Wednesday, September 1, 2010
Written by Nathan Stubbs

Recently revised policies on students' make-up work for unexcused absences and suspensions has the Lafayette Parish School Board concerned about double standards.**

At the last school board meeting on Aug. 18, Nelda Broussard, Lafayette Parish School System's director of census, student behavior and health services, addressed the board in an attempt to clear up growing confusion regarding the school system's recently revised attendance policies. However, most board members seemed to walk out of the meeting even more perplexed about the policy. The issue involves several changes that have recently been enacted - from the state Legislature, the Board of Elementary and Secondary Education and the Lafayette Parish School Board itself.

Earlier this year, BESE enacted new state attendance requirements, increasing to 167 the minimum number of days students are required to be in attendance at school in order to pass. Previously, high school students were required to attend 162 days and elementary students 160 days. In response, the LPSS also adjusted its attendance policy, voting at its July 21 meeting to adopt new regulations that were supposed to correspond with state policy. In trying to address the issue of students who missed too many days to pass yet continued to make up work under the impression that they would receive full credit, the school system's new policy states that "students may not complete make-up work for unexcused absences."

For many, this seemed to run counter to another new state policy - this one enacted by the state Legislature at the request of the Jindal administration - that students who miss school due to suspension be required to make up lost work and be given at least partial credit for it.
 
"I just have a problem," board member Greg Awbrey announced at the meeting. "If I have a child that wakes up ill, I keep them home for two days, and they go back to school. Well, we didn't go to the doctor. So it's an unexcused absence. That child's right to make up work is less than someone that has a discipline issue. I have a monstrous problem with that."

The parish student handbook states that an excused absense requires a doctor's note. But according to Broussard, there is also such thing as a "temporarily excused absence" - another state designation. In the event a student misses two or fewer days and brings in a note from his parent or legal guardian, the student will be excused and allowed to make up work. A problem arises when a student misses more than two days or becomes habitually absent.
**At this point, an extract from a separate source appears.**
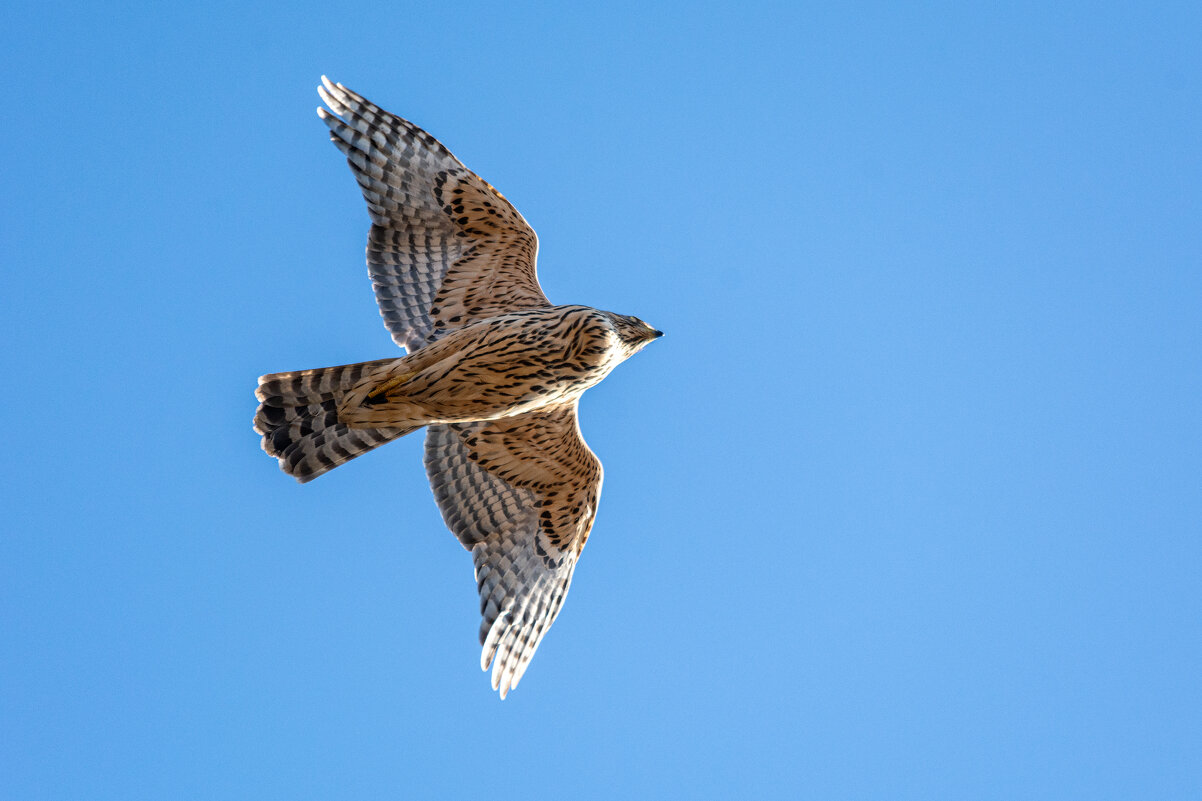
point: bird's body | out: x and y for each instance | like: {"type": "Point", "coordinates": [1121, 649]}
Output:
{"type": "Point", "coordinates": [494, 372]}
In that case, the school can then move to require a doctor's note for the student to be excused from school.

In order to avoid any uneven disciplinary actions, Broussard has been directed to come back before the board this week with clarification on documentation required for all excused absences so the board can examine whether any changes should be made.

"I think we're making a huge mistake if we're going to treat an unexcused absence more severely than a suspension," Awbrey says. "There's something wrong with that."

Superintendent Burnell Lemoine agrees that the issue warrants further study. "Graduation rates and all these things factor into this," he says. "So I think it's important that we look and see how we can best address this situation."